Teton County Access to Justice Center was featured in the following article from the Jackson Hole News & Guide. Read full article here.
At a recent meeting of all the human service agencies in Jackson Hole, Jackson’s housing crisis was not on the agenda.
That was because if it had been there, it would have monopolized the discussion.
Housing is already emerging as the top 2015 concern for Teton County’s human services sector. With roughly two months to go until the summer tourist season kicks off, agencies are bracing — and wincing — at the thought of a repeat of last year’s shortage of affordable places to live.
“The problem happened so much faster than I think any of us anticipated,” Teton Youth and Family Services spokeswoman Sarah Cavallaro said. “We were in a recession and then suddenly we were in the middle of a huge crisis.”
Cavallaro’s agency doesn’t directly address housing concerns as part of its mission. Its trouble is in housing its staff, she said.
“We were just really short-staffed last year because people left, and the people who wanted to work for us to replace them couldn’t find housing,” Cavallaro said. “It’s already happening again this year. We have people leaving, and we can’t replace them.”
Jackson Hole Community Counseling Center has similar woes. Its employees often need specialized degrees and qualifications, the same things that can get them more money in locations with easier housing markets.
Instability affects treatment
Executive Director Deidre Ashley expressed concerns about the summer housing market on behalf of her staff and her clients, whose treatment can be greatly disrupted by housing instability.
Where housing is directly a part of the agency’s mission, as with the Community Resource Center, directors are eyeing the calendar askance.
As the summer rush takes hold, Mary Erickson’s options for clients with housing woes narrow drastically, she said.
In the winter hotels will often offer reduced rates for needy valley residents or at least have vacancies. In the summer that isn’t the case. Last year Community Resource Center handed out tents to its clients.
It’s likely Erickson will be in the same boat this year, she said.
“We’re already seeing this crop up again,” Erickson said. “Rents are going through the roof. People’s leases are running out, and their new rent will be at least $500 higher than it was.

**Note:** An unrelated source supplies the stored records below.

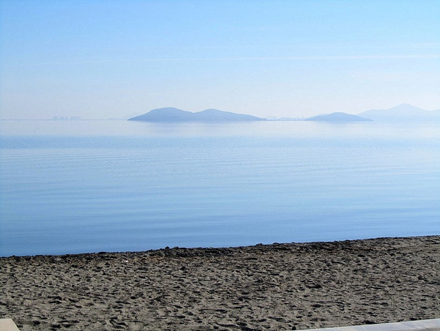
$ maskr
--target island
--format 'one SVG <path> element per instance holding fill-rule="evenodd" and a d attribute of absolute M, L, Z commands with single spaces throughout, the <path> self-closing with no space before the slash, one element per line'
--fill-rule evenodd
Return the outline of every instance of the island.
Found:
<path fill-rule="evenodd" d="M 317 122 L 366 122 L 373 120 L 351 114 L 336 112 L 309 117 L 305 118 L 304 120 L 314 120 Z"/>
<path fill-rule="evenodd" d="M 173 107 L 157 108 L 138 116 L 129 118 L 128 120 L 140 120 L 144 122 L 245 122 L 265 120 L 256 116 L 223 111 L 218 109 L 206 109 L 202 111 L 192 113 Z"/>

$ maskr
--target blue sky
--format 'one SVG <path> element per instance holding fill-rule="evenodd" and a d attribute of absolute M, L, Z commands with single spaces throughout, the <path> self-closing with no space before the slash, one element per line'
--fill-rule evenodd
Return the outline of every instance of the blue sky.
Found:
<path fill-rule="evenodd" d="M 440 1 L 0 0 L 0 118 L 440 108 Z"/>

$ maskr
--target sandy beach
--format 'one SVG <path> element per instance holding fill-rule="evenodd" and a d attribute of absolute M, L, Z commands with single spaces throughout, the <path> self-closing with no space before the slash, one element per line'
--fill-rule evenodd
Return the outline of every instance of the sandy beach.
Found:
<path fill-rule="evenodd" d="M 283 330 L 440 317 L 440 236 L 0 258 L 22 330 Z"/>

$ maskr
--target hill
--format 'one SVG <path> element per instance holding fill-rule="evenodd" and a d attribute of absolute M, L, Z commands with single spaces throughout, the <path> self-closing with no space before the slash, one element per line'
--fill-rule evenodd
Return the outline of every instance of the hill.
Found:
<path fill-rule="evenodd" d="M 223 111 L 218 109 L 206 109 L 197 113 L 186 111 L 177 108 L 167 107 L 153 109 L 148 113 L 129 118 L 128 120 L 145 122 L 244 122 L 264 120 L 263 118 Z"/>
<path fill-rule="evenodd" d="M 366 122 L 372 120 L 350 114 L 336 112 L 309 117 L 304 120 L 314 120 L 317 122 Z"/>
<path fill-rule="evenodd" d="M 388 109 L 371 109 L 358 114 L 376 121 L 414 122 L 440 120 L 440 110 L 425 110 L 404 103 Z"/>

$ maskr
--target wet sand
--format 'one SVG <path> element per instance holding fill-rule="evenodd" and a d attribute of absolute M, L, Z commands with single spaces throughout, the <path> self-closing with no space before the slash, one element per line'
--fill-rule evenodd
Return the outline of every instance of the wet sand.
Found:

When you’re barely getting by that’s not something you can afford.”
With only a few months to plan, it’s unlikely that any of the more creative solutions Erickson and her counterparts have can make a difference this year, she said.
“It’s not even close to an ideal solution for a family, but I think we’ll probably end up handing out tents again,” she said. “There just isn’t anything else.”
With a little luck, Erickson said, donations to the Community Resource Center can help pay move-in costs for some families who end up needing to relocate this summer. Otherwise there isn’t much she can do.
Lawyers provide free advice
The Teton County Access to Justice Center hopes its new monthly housing law seminars can make a difference with the types of situations its lawyers end up tackling this summer.
“Part of the reason we wanted to do this now is that we’re hearing from all of our fellow nonprofits that this summer is going to be more of the same,” Executive Director Lauren Browne said. “Right now our housing cases are down, but this is the season when a lot of leases are up and a lot of leases are signed. We definitely anticipate that being a need again.”
Last summer Browne and her fellow lawyers at Access to Justice, which provides free or low-cost legal assistance to qualifying Teton County residents, saw several of their clients battling landlords who either did not know their responsibilities under the law or did not care about them, she said.
The new seminar series is designed to give tenants a few tools in getting security deposits back and dealing with evictions or demands that violate a written lease, she said.
The next seminar is scheduled for March 31.
Every agency concerned takes part in the Systems of Care program, which works as a venue for human services organizations to meet and collaborate, according to statements at the most recent meeting in February. But none of the organizations see a way to do more than try to tread water this year.
“We know there can’t be a solution overnight,” Cavallaro said. “But overnight this will become something that threatens to impact our level of service. We try to plan for it, but there are only so many solutions without solving the entire issue.”